Pillarboxed Broadcasts: Should I Worry About Burn-In?

After reading Why Do HD broadcasts on an HDTV Still Have Sidebars?, Norm Ruddock asked if watching pillarboxed HD broadcasts could ruin his HDTV.

Pillarboxing--displaying a 4x3 image between vertical bars on the side of the screen--is the only way to present a pre-HD TV show or pre-1953 movie on a wide, 16x9 screen without either distorting or cropping the image.

But can watching too much 4x3 programming cause burn-in on an HDTV, leaving an afterimage of the bars? Is there a danger to spending too much time watching SD stations in 4x3 mode, where your TV adds the pillarboxing, or too much 4x3 content on HD stations, where the station adds the bars?
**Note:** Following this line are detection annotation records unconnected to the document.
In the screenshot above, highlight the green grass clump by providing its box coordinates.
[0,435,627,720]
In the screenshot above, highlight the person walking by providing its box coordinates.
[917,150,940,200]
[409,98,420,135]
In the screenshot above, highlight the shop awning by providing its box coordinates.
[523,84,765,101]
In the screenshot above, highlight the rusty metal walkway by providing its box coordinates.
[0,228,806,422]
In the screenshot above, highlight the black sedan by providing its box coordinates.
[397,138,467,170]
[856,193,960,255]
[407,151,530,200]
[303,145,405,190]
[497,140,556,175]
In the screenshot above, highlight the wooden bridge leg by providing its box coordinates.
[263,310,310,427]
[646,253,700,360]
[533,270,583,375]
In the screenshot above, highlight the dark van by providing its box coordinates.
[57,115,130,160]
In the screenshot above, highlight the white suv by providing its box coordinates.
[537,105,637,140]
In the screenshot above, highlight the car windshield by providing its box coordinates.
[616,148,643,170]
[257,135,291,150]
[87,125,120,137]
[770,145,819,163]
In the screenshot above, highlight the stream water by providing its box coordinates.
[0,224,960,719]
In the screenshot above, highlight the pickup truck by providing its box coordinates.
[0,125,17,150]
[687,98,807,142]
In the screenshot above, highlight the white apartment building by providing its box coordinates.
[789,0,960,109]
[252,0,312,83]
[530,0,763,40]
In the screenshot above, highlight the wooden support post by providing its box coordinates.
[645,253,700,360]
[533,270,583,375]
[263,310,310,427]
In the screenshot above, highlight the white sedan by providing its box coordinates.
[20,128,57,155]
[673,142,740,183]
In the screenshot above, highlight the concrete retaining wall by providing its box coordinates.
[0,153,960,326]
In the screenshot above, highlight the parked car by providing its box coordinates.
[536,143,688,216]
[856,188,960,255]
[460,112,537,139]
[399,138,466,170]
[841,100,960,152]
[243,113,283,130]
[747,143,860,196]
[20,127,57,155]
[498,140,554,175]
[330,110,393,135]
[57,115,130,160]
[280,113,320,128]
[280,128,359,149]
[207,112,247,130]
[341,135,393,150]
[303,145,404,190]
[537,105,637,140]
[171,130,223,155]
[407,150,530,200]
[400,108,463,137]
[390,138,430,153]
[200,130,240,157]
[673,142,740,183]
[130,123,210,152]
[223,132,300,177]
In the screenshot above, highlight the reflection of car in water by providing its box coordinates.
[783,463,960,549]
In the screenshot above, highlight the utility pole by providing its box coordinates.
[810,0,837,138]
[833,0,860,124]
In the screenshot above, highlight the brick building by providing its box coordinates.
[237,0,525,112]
Probably not. Historically speaking, plasma TVs have suffered from burn-in issues, but engineers have improved the technology and today the danger probably isn't great. Paul Gagnon, DisplaySearch's Director of North America TV Market Research, told me that "it's not a big issue, anymore." It's no longer much of a problem with older sets either, since age itself reduces the likelihood of burn-in.

But too much 4x3 viewing may cause uneven wear to plasma and even more robust LCD sets, producing a burn-in like effect. The amount of viewing would have to be enormous, however. Joel Silver of Imaging Science Research Lab estimates that if 80- or 90-percent of your viewing is pillarboxed, it could eventually become a problem. (Since they don't have phosphors, LCD sets can't literally burn in, but they can wear unevenly.)

Some stations get creative in their pillarboxing, displaying slowly-moving patterns rather than black bars on the side, which lessens the likelihood of a problem (and, I suspect, reminds viewers that they're watching an HD station).

Most plasma TVs have a grey bar option that also reduces the likelihood of burn-in, and you should use this when watching standard definition stations. It won't work with a pillarboxed high-definition station, however, since the station, not your TV, is doing the pillarboxing.